That was two hours ago. I went out a couple of times, and they were still at it. Finally, a few minutes ago, Portia decided to come in and leave the garage to the bird. I turned the light out, so I expect the bird will find a perch and go to sleep, thinking that night has finally fallen. Portia will be wanting out again eventually, and the bird will wake up when I put the light back on, and the game will probably resume. I now picture it going on for days, until the bird grows weak from starvation and Portia is finally able to catch it. While I do feel some sympathy for the bird, I suspect that this individual's eventual demise can only be beneficial the gene pool of its species.
Aside from this little drama, nothing much is happening here. Autumn has settled into a routine of warm days and cool nights, and I have settled into a routine of being vague and distracted. Perhaps whatever matter gets into the air this time of year has a soporific effect on me. I spend hours daydreaming, paying attention to reality only when it must be attended to, and then begrudgingly. In October, I always become a bit envious of Rip Van Winkle. While I wouldn't want to sleep for twenty years, a nap that lasted until spring could be nice. It might be nice to wake up and find that April was here. But then I supposed it would depend on what dreams I had. If, for example, I spent the entire time dreaming that spring was here, waking up to April might be a bit anticlimactic. I guess I should just go ahead and deal with the seasons in their due order. April will get here eventually.
Sunday Verse
Atlantis- A Lost Sonnet
by Eavan Boland
How on earth did it happen, I used to wonder
that a whole city—arches, pillars, colonnades,
not to mention vehicles and animals—had all
one fine day gone under?
I mean, I said to myself, the world was small then.

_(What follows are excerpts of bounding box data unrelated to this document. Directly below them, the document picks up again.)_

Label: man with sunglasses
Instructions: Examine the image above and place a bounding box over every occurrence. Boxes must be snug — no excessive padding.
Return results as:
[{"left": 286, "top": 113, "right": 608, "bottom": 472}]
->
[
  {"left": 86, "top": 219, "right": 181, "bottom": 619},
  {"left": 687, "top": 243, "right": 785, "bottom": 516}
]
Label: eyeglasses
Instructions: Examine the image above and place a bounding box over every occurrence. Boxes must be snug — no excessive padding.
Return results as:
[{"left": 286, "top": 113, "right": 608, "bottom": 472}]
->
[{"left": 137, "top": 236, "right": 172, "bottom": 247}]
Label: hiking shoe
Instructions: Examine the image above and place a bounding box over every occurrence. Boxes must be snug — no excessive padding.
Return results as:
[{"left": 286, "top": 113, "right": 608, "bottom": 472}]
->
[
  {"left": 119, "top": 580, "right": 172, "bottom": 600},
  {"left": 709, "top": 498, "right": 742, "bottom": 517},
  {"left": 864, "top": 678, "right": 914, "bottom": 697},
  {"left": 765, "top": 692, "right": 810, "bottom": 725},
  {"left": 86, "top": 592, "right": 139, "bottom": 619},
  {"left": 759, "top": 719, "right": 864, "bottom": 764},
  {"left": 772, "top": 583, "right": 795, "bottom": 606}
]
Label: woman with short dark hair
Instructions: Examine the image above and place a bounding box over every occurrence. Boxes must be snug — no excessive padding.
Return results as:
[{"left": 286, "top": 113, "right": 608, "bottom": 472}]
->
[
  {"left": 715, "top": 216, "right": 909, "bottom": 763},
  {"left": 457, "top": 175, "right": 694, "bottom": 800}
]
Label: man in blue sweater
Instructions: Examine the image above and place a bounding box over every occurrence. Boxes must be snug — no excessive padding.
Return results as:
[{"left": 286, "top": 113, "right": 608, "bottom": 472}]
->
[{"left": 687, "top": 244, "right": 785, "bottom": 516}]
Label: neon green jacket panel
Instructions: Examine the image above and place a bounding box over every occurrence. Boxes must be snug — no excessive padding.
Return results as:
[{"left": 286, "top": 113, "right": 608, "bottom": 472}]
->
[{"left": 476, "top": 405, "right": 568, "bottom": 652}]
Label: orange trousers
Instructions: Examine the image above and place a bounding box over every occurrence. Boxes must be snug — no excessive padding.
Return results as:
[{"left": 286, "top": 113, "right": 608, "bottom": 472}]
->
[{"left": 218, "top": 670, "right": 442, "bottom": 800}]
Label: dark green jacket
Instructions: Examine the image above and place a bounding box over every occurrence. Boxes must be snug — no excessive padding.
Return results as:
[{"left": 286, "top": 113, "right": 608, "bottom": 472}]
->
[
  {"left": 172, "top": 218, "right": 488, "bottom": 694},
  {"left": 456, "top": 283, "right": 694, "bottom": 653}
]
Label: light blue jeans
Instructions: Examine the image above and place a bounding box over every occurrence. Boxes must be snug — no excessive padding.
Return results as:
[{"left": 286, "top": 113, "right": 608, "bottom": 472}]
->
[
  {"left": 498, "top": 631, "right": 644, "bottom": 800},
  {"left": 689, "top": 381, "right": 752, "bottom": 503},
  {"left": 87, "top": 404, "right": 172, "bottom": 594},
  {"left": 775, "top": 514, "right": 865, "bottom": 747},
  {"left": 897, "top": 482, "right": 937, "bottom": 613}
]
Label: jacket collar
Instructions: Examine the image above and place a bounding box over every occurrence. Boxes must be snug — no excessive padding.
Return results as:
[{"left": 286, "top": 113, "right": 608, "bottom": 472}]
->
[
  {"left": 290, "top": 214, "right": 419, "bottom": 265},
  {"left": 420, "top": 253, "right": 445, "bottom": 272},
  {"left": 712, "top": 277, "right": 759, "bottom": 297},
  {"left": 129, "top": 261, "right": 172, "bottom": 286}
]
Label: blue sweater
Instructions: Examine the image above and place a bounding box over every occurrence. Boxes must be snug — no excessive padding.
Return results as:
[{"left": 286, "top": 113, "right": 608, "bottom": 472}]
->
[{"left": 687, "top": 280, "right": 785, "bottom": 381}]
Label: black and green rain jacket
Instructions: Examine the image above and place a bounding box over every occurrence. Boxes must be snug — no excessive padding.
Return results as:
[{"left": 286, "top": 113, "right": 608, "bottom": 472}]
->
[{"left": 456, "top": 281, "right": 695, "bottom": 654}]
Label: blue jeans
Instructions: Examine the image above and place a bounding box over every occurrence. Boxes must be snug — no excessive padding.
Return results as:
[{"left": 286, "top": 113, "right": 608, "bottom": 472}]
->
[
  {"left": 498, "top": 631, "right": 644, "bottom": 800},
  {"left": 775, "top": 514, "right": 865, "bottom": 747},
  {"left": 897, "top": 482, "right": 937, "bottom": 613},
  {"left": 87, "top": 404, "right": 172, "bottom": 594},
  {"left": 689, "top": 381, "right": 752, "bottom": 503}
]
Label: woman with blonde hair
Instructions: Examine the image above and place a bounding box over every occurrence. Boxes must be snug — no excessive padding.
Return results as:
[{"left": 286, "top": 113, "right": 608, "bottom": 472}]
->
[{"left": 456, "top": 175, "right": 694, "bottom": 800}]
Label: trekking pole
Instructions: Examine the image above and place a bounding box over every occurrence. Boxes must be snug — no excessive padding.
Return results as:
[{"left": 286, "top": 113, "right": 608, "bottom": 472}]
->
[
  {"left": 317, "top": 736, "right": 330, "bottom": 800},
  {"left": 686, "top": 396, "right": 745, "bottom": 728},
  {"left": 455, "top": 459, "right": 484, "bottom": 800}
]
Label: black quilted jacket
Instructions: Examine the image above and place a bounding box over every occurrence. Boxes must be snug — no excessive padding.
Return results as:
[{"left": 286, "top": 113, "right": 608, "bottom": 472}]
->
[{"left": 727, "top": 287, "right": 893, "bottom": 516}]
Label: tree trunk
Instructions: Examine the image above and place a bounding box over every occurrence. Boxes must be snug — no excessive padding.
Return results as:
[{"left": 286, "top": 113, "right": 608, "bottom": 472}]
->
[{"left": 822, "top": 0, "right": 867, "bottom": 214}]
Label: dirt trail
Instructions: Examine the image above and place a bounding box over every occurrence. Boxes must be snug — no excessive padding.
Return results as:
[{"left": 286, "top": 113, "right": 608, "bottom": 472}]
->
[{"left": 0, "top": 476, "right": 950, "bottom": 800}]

Surely a great city must have been missed?
I miss our old city —
white pepper, white pudding, you and I meeting
under fanlights and low skies to go home in it. Maybe
what really happened is
this: the old fable-makers searched hard for a word
to convey that what is gone is gone forever and
never found it. And so, in the best traditions of
where we come from, they gave their sorrow a name
and drowned it.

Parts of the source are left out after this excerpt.